From: Kenneth Graunke <kenneth@whitecape.org>
Date: Fri, 8 Jun 2018 21:24:16 +0000 (-0700)
Subject: intel/compiler: Properly consider UBO loads that cross 32B boundaries.
X-Git-Url: https://git.libre-soc.org/?a=commitdiff_plain;h=b8fa847c2ed9c7c743f31e57560a09fae3992f46;p=mesa.git

intel/compiler: Properly consider UBO loads that cross 32B boundaries.

The UBO push analysis pass incorrectly assumed that all values would fit
within a 32B chunk, and only recorded a bit for the 32B chunk containing
the starting offset.

For example, if a UBO contained the following, tightly packed:

   vec4 a;  // [0, 16)
   float b; // [16, 20)
   vec4 c;  // [20, 36)

then, c would start at offset 20 / 32 = 0 and end at 36 / 32 = 1,
which means that we ought to record two 32B chunks in the bitfield.

Similarly, dvec4s would suffer from the same problem.

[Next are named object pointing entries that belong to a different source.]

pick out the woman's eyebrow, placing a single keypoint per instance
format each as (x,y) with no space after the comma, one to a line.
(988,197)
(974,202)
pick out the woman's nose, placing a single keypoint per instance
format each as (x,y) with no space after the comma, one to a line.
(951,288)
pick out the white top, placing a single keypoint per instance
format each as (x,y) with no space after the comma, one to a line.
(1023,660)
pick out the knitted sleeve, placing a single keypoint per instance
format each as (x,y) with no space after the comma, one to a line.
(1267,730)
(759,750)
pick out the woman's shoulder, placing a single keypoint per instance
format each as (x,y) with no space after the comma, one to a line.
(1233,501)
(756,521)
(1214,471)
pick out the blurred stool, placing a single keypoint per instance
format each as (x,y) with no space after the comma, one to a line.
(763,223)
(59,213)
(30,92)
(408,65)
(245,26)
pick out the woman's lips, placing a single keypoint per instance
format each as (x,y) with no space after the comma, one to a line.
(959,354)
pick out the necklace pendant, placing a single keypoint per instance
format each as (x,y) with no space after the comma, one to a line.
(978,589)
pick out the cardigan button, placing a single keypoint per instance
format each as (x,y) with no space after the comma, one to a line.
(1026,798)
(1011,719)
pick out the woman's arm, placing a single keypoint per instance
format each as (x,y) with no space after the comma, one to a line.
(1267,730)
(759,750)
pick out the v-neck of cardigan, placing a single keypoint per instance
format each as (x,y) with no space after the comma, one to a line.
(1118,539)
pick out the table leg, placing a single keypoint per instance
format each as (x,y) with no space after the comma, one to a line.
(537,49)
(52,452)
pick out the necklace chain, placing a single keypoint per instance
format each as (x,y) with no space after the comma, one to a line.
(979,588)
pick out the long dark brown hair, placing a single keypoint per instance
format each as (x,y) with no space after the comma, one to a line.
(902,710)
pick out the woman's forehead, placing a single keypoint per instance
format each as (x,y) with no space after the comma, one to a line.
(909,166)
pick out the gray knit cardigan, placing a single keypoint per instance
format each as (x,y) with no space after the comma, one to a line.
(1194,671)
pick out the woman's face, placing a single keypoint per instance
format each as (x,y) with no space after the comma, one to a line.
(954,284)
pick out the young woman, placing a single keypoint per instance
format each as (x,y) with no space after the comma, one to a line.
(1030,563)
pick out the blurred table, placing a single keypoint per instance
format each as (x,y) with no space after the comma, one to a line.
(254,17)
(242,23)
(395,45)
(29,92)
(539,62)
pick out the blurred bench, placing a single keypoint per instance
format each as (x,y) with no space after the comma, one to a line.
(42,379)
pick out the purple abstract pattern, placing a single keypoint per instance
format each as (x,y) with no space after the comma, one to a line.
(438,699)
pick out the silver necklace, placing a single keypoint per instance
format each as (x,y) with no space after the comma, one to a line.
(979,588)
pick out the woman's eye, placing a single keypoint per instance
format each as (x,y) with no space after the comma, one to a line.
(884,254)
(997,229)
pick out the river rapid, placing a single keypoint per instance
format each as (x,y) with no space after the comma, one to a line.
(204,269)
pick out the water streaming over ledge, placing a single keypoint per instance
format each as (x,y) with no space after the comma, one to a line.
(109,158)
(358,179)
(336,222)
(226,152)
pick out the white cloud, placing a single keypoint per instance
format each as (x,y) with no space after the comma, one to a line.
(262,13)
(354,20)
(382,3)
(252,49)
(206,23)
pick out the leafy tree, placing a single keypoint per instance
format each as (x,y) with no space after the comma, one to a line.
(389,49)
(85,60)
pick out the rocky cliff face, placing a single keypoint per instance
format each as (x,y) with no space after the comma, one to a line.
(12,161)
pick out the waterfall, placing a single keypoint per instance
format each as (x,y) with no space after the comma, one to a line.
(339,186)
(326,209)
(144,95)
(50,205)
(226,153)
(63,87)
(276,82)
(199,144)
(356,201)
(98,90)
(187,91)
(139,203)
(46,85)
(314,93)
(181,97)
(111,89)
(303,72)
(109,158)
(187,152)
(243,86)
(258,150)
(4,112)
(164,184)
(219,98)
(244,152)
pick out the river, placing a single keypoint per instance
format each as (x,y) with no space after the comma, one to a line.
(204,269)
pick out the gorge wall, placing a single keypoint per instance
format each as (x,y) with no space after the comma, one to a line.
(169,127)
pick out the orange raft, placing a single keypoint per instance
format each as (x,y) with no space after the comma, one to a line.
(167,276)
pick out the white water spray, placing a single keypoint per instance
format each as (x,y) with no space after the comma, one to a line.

Reviewed-by: Rafael Antognolli <rafael.antognolli@intel.com>
---

diff --git a/src/intel/compiler/brw_nir_analyze_ubo_ranges.c b/src/intel/compiler/brw_nir_analyze_ubo_ranges.c
index d58fe3dd2e3..6d6ccf73ade 100644
--- a/src/intel/compiler/brw_nir_analyze_ubo_ranges.c
+++ b/src/intel/compiler/brw_nir_analyze_ubo_ranges.c
@@ -141,10 +141,16 @@ analyze_ubos_block(struct ubo_analysis_state *state, nir_block *block)
          if (offset >= 64)
             continue;
 
+         /* The value might span multiple 32-byte chunks. */
+         const int bytes = nir_intrinsic_dest_components(intrin) *
+                           (nir_dest_bit_size(intrin->dest) / 8);
+         const int end = DIV_ROUND_UP(offset_const->u32[0] + bytes, 32);
+         const int regs = end - offset + 1;
+
          /* TODO: should we count uses in loops as higher benefit? */
 
          struct ubo_block_info *info = get_block_info(state, block);
-         info->offsets |= 1ull << offset;
+         info->offsets |= ((1ull << regs) - 1) << offset;
          info->uses[offset]++;
       }
    }